The language model itself (~3.5 GB) is not downloaded during
uv sync. It is downloaded automatically on the first request to the API.
cp .env.example .envEdit .env to customise the model or generation parameters. All values have sensible defaults.
| Variable | Default | Description |
|---|---|---|
HF_MODEL |
Qwen/Qwen2.5-1.5B-Instruct |
Hugging Face model ID |
MODEL_TEMPERATURE |
0.2 |
Sampling temperature — low values produce focused, deterministic output |
MODEL_MAX_TOKENS |
512 |
Maximum tokens to generate per chunk |
MODEL_TOP_P |
0.9 |
Top-p (nucleus) sampling threshold |
MODEL_REPETITION_PENALTY |
1.0 |
Penalty for repeating tokens (1.0 = no penalty) |
API_HOST |
0.0.0.0 |
FastAPI bind address |
API_PORT |
8000 |
FastAPI port |
GRADIO_SERVER_PORT |
7860 |
Gradio UI port |
Two terminals are required — one for the API and one for the UI.
Terminal 1 — API server:
uv run yt-summarizer-apiOn first launch the model is downloaded from Hugging Face Hub and cached locally (usually in ~/.cache/huggingface/hub). Subsequent starts load from the cache instantly.
The API is available at http://localhost:8000. Interactive docs at http://localhost:8000/docs.
Terminal 2 — Web UI:
uv run yt-summarizer-uiOpen http://localhost:7860 in your browser.
Edit HF_MODEL in .env and restart the API server. The new model is downloaded automatically.
HF_MODEL=Qwen/Qwen2.5-32B-Instructcurl -X POST http://localhost:8000/summarize \
-H "Content-Type: application/json" \
-d '{"youtube_url": "https://www.youtube.com/watch?v=dQw4w9WgXcQ", "language": "English"}'Response:
{
"video_url": "https://www.youtube.com/watch?v=dQw4w9WgXcQ",
"language": "English",
"summary": "...",
"hashtags": ["#music", "#love", "#dance"],
"backend": "cpu"
}curl -X POST http://localhost:8000/summarize \
-H "Content-Type: application/json" \
-d '{"youtube_url": "https://www.youtube.com/watch?v=dQw4w9WgXcQ", "language": "English", "stream": true}'The response is NDJSON — one JSON object per line:
| Event type | Description |
|---|---|
{"type": "status", "content": "..."} |
Progress message (loading, compressing, chunking) |
{"type": "token", "content": "..."} |
A generated token — append to previous tokens to build the summary |
{"type": "hashtags", "content": [...]} |
Extracted hashtags, sent once at the end |
{"type": "error", "content": "..."} |
Error message |
curl http://localhost:8000/healthBuilding a reliable YouTube summarizer involves a surprising number of moving parts. Each supported model architecture, hardware backend, and transcript format requires its own handling to correctly load, process, and generate output.

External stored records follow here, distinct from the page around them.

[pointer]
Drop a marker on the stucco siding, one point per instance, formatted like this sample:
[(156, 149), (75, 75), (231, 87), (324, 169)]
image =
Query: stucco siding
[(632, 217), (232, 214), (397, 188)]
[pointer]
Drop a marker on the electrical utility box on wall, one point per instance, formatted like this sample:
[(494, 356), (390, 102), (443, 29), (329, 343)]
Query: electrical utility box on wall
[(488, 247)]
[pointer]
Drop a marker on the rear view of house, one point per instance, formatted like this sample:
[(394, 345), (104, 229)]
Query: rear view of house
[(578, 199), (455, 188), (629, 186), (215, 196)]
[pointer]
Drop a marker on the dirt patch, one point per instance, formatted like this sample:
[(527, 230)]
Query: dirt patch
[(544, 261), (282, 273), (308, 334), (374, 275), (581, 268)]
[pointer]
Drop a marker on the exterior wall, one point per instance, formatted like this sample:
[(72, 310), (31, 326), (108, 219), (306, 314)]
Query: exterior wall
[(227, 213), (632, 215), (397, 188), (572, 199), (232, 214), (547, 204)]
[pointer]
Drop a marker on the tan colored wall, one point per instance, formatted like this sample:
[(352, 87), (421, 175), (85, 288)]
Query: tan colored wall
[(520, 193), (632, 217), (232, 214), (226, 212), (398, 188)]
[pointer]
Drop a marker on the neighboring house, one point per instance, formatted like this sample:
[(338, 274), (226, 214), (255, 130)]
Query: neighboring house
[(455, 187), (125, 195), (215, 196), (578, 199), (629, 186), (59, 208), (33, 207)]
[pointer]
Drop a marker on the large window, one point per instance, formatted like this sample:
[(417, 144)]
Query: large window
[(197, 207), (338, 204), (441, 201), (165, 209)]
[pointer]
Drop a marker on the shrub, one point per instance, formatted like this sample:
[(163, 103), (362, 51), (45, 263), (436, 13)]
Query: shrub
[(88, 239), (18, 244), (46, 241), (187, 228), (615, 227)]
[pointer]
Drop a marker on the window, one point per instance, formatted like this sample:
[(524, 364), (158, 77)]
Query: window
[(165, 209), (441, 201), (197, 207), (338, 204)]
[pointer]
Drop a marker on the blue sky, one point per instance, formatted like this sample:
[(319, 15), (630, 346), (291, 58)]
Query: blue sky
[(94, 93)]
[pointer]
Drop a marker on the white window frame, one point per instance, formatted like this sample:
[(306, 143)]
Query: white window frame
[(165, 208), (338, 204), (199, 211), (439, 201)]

We welcome contributions of all kinds, especially in areas like:
- Adding support for new LLM architectures (e.g. encoder-decoder models like BART or T5)

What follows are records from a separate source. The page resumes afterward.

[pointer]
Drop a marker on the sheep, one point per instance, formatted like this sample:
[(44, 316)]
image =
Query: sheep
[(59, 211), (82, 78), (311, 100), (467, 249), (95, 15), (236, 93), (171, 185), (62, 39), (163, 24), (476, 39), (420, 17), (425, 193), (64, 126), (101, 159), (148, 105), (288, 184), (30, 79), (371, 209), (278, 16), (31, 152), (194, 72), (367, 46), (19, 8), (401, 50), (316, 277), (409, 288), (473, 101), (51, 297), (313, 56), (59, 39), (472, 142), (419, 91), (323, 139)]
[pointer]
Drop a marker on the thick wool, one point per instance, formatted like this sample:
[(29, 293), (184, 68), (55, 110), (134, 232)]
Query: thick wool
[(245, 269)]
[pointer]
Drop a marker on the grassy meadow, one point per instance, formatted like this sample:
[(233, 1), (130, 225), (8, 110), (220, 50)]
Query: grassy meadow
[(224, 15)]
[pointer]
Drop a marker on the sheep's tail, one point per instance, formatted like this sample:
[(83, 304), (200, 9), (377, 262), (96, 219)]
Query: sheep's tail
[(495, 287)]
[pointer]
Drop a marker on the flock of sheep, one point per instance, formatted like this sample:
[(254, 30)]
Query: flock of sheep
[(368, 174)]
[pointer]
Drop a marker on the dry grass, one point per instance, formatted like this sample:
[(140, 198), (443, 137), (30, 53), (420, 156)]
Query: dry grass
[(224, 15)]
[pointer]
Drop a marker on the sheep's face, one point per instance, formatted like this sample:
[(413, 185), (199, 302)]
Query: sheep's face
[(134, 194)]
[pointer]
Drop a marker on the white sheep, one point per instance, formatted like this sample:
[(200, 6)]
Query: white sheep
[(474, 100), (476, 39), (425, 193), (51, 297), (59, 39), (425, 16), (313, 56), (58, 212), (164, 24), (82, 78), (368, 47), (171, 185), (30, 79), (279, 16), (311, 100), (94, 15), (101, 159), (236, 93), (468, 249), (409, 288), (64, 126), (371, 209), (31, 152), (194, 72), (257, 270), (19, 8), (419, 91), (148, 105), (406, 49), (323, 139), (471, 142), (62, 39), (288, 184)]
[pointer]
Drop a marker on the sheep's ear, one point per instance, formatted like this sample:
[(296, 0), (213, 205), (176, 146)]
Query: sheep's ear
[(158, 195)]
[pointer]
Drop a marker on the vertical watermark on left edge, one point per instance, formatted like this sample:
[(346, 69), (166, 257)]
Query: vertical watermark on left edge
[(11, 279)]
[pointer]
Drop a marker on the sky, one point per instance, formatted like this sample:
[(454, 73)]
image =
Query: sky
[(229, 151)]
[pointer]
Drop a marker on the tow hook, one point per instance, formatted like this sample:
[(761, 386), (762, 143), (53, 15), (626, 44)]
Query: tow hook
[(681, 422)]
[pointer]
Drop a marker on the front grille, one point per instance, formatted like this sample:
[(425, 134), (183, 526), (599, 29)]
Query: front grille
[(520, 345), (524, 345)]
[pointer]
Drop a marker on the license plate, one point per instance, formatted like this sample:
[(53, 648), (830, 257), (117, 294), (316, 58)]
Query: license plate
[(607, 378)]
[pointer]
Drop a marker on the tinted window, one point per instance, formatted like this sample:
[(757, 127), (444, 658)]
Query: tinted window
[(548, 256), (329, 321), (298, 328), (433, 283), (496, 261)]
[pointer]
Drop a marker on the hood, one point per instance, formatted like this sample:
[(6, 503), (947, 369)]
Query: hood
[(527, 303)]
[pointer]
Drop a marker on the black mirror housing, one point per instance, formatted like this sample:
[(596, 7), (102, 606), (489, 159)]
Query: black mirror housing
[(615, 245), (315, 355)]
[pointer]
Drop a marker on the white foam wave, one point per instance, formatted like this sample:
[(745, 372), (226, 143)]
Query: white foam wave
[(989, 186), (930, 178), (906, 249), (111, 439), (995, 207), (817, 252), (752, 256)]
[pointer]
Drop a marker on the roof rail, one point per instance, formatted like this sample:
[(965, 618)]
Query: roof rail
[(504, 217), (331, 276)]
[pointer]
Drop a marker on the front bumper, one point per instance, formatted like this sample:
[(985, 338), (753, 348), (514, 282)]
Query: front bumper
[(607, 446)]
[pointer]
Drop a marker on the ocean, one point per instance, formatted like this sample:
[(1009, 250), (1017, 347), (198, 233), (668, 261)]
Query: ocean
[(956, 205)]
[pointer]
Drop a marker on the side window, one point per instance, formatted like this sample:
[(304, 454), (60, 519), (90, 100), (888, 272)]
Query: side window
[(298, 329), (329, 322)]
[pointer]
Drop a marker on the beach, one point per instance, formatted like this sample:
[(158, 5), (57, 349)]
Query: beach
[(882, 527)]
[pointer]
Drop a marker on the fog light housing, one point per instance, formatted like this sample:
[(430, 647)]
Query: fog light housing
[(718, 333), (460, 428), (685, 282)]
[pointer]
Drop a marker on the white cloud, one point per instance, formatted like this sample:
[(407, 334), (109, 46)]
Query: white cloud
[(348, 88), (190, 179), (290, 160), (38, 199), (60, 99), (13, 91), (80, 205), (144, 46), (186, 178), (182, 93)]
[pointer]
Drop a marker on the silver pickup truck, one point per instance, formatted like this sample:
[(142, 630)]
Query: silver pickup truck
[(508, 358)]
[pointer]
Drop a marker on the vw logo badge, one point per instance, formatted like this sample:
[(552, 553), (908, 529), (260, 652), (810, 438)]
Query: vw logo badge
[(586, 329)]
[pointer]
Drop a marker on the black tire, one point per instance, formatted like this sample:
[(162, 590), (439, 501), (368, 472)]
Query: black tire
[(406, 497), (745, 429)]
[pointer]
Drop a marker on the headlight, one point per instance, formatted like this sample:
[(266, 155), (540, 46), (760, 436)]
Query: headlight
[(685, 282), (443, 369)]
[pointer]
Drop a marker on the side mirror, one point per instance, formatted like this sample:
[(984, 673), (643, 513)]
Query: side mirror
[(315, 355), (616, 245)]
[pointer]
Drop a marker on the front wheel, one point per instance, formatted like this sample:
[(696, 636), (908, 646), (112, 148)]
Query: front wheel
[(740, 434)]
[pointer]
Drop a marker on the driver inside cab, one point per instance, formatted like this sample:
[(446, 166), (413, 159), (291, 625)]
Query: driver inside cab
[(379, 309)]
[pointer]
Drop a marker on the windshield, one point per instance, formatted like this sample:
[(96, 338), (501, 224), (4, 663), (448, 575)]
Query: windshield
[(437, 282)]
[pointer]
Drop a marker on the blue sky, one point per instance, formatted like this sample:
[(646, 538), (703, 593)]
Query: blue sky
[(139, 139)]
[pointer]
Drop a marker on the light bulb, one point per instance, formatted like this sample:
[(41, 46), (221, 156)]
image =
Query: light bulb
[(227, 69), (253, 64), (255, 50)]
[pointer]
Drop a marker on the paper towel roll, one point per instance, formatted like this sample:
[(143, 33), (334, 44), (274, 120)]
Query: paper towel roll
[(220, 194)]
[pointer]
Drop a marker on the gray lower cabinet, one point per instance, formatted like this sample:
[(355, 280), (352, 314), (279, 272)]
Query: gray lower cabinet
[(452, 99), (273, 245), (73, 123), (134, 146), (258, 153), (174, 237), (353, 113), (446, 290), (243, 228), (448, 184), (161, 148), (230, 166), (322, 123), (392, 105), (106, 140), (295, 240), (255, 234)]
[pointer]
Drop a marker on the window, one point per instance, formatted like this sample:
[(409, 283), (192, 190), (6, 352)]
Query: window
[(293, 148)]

- Improving transcript compression and chunking strategies
- Expanding hardware support and performance optimizations
- Enhancing the Gradio UI or API interface
- Adding fallback audio transcription for YouTube videos without captions (currently these return an error)

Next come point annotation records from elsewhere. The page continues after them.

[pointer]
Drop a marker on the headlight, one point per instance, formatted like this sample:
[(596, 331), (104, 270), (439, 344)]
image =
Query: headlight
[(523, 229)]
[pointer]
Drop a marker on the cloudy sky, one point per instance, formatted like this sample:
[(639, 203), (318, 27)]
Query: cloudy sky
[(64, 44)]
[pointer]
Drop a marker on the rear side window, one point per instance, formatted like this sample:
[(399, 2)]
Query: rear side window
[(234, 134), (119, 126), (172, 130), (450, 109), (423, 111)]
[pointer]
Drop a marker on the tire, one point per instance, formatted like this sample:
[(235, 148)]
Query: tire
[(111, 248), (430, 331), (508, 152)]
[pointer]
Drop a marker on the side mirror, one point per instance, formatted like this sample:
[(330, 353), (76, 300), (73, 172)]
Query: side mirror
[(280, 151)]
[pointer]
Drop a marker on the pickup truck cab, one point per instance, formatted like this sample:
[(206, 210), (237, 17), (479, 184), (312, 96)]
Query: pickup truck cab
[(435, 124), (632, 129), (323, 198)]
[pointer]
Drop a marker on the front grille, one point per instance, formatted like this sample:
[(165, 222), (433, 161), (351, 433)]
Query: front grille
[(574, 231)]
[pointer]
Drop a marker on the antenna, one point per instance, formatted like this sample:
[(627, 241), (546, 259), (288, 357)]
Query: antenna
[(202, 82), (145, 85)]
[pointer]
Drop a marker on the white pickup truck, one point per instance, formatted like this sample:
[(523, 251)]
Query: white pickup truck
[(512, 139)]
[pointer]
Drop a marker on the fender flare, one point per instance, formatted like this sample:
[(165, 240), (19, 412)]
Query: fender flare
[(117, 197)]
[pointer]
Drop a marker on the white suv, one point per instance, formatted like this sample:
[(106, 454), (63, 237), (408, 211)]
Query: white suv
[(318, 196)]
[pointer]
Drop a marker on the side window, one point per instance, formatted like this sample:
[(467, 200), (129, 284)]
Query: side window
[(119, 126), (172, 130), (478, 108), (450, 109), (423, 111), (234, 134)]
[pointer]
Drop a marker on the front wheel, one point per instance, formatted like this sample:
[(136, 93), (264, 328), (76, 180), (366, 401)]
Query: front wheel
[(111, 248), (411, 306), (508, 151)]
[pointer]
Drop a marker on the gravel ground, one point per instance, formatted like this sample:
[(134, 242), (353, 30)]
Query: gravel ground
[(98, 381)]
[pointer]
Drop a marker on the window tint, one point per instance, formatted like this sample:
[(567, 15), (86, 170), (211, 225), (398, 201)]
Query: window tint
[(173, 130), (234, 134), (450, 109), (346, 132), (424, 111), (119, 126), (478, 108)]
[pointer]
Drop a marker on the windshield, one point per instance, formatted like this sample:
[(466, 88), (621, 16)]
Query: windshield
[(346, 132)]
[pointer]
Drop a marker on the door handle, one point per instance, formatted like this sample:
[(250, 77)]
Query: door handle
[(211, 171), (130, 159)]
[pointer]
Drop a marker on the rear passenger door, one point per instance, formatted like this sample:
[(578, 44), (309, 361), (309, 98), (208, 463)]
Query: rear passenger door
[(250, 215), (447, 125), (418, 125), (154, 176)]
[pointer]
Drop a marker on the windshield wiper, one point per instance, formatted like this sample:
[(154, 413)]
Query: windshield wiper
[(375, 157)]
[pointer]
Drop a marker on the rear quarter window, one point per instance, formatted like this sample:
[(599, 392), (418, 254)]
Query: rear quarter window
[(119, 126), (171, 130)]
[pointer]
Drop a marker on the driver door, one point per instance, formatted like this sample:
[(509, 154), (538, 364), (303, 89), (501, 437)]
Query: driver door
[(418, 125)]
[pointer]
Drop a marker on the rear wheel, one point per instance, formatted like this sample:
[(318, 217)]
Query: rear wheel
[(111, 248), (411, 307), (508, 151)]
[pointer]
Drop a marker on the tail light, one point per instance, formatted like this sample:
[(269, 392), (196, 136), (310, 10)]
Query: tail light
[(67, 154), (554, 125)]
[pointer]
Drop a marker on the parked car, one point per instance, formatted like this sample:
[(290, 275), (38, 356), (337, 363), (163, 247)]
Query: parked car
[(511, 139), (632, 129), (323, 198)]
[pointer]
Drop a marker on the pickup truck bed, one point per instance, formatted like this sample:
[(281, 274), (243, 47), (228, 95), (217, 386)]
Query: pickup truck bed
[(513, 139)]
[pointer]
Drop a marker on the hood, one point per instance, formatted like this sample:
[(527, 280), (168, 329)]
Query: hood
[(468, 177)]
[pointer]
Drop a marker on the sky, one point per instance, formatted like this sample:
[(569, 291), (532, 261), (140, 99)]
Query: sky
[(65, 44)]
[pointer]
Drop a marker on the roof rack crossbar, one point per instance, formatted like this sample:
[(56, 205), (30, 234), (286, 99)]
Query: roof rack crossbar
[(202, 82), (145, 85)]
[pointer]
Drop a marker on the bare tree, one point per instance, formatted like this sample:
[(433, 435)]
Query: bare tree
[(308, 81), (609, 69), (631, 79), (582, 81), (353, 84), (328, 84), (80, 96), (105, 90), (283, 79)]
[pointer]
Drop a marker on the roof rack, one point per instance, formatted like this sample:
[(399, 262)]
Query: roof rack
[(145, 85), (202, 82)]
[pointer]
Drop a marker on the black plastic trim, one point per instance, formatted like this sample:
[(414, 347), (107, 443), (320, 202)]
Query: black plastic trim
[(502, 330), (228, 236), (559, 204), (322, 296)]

- Adding support for gated models (e.g.
google/gemma-2-2b, Meta LLaMA) with smootherHF_TOKENhandling and license prompting - Writing tests, documentation, or usage examples
Whether you're experienced with NLP pipelines or just getting started with local LLMs, your contributions are appreciated.
TubeTrim is released under the MIT License.